Saturday, January 2, 2016
Vamprie a Day: Vampyre: Legal Chronicles by C.C. McKenzie
This is actually billed as a vampire romance, but while the writer did a good job with that element of the story, what interested me more was the way the corporate backdrop played out against the magical elements. And it's not just vampires on the loose here, there is magic--true, and DARK magic.
The vampires (the spelling with a Y just annoys me, so I'll use that and not the spelling the author prefers) have a history and have personalities. Duncan Gillespie, a vampire elder and a vampire prince, is ancient but not entitled, and he immediately stands out in a sea of "alphahole" vampire princes preying on gorgeous young people.

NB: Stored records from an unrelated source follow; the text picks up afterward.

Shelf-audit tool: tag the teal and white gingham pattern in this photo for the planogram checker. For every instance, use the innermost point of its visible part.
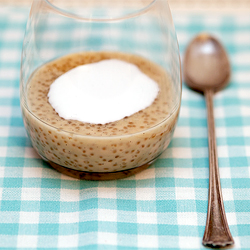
(163, 207)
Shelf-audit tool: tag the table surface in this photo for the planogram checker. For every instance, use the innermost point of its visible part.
(163, 207)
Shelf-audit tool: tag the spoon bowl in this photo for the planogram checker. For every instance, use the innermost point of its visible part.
(206, 64)
(207, 70)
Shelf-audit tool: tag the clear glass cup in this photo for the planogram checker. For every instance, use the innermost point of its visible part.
(61, 35)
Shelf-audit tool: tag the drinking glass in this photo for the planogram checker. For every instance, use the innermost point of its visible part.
(62, 35)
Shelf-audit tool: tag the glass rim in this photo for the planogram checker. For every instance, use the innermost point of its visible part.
(69, 14)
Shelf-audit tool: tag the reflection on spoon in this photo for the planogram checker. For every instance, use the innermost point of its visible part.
(207, 70)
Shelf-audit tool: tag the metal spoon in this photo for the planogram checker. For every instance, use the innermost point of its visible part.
(207, 70)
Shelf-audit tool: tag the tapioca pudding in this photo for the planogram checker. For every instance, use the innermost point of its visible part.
(124, 144)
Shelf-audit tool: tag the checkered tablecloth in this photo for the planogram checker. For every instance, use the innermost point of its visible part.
(163, 207)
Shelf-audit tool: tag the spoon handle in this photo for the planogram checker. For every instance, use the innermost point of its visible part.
(217, 233)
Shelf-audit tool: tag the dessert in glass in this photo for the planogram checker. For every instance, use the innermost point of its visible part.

Right from the start, the author gives us bits and pieces of a wider world. Gillespie, for instance, wonders if he's beginning the life transition known as "the Fade." (Even vampires don't live forever.) But we know that Duncan is not one of the people on the cover--the male vampire is presumably the "Marcus" of the title and the woman (despite her less-than-corporate attire) is most assuredly Anais, the ambitious lawyer we're told Marcus has been mentoring.

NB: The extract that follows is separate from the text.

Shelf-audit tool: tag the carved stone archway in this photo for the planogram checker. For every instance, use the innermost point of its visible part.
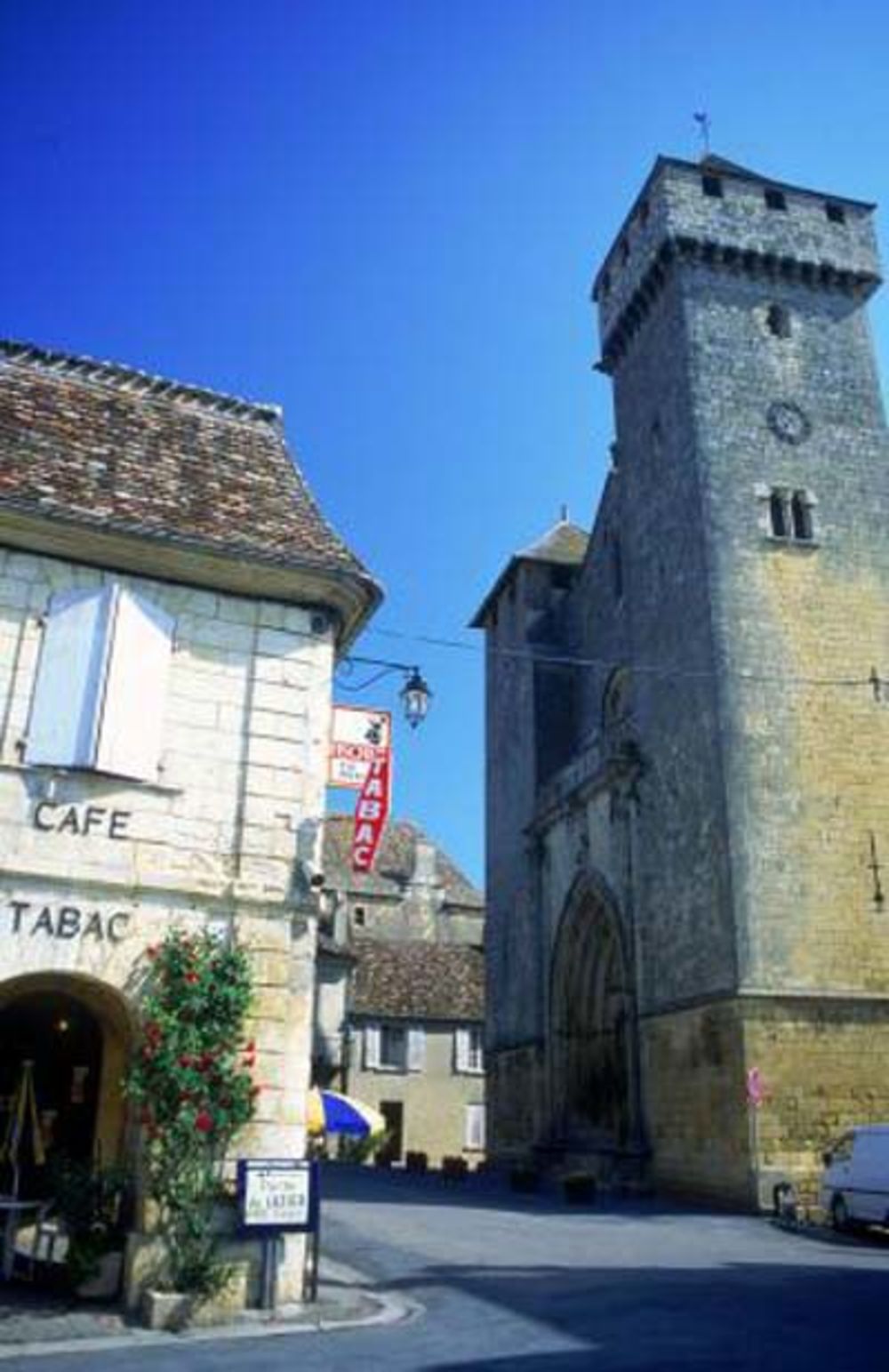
(60, 1017)
(591, 1026)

We also learn (as with yesterday's book), that this vampire world contains witches, some of whom are vampire as well as witch. That works for me. I have a firend who writes a very sucessful series of paranormal romances about a witch clan in the southwest, and witches seem more interesting than just plain vampires. I also like that the story really is set in the real world. When we first hear about the vampire witch Ezekial, he is fighting battles in the Sinai, his magical clashes hidden beneath the very real conflict there. One of the things that I often find annoying about urban fantasy is that it so often simply takes place in a real world that has about as much reality as an episode of The Andy Griffith Show.
There's a lot to enjoy in this book, which throws in just about everything but the kitchen sink (portals, bird and swine flu epidemics, vampire scientists, deal-making in Shanghai). the writer takes time to set up the larger world before moving on to the romantic (and career) complications of our newborn vampire Anais.

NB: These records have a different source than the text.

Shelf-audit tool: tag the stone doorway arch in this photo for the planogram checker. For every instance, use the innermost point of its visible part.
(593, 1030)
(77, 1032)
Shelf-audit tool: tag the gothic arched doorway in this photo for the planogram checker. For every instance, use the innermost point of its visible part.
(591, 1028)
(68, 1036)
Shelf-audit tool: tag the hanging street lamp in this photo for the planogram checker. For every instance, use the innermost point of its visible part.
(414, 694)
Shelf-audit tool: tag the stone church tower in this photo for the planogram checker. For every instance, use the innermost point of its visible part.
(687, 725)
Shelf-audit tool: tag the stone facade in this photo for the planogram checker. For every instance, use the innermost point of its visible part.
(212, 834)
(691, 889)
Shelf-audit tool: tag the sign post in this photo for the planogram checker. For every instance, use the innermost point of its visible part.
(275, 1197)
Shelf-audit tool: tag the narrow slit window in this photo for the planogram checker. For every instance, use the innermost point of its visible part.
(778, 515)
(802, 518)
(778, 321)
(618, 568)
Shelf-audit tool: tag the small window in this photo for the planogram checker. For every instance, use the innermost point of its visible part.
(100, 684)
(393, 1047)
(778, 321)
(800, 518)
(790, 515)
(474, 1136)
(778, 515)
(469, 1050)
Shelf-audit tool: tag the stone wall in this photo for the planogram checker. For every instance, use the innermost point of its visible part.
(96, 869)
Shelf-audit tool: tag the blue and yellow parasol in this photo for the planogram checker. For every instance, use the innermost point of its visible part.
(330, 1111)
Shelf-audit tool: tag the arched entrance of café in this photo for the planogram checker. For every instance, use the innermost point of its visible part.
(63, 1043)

Anais is probably not as focused as she could be, but in a scene where she needs all her wits about her, one of the participants in the negotiations sends her off-balance by calling her a name. We sympathize with her in that moment and she keeps our synpathy all the way to the end.
What I didn't like: The formatting is not very well done and there are lots of gaps in sentences and paragraphs. And there are occasionally redundant lines like the description of a sky that is "the color of deep pink." Simply saying it was a deep pink sky would have worked for me.
But really, I liked the narative tone. It's got a tinge of humor in it that tells us the writer isn't taking things too seriously or being too pretentious. I'll definitely check out the other books in the series.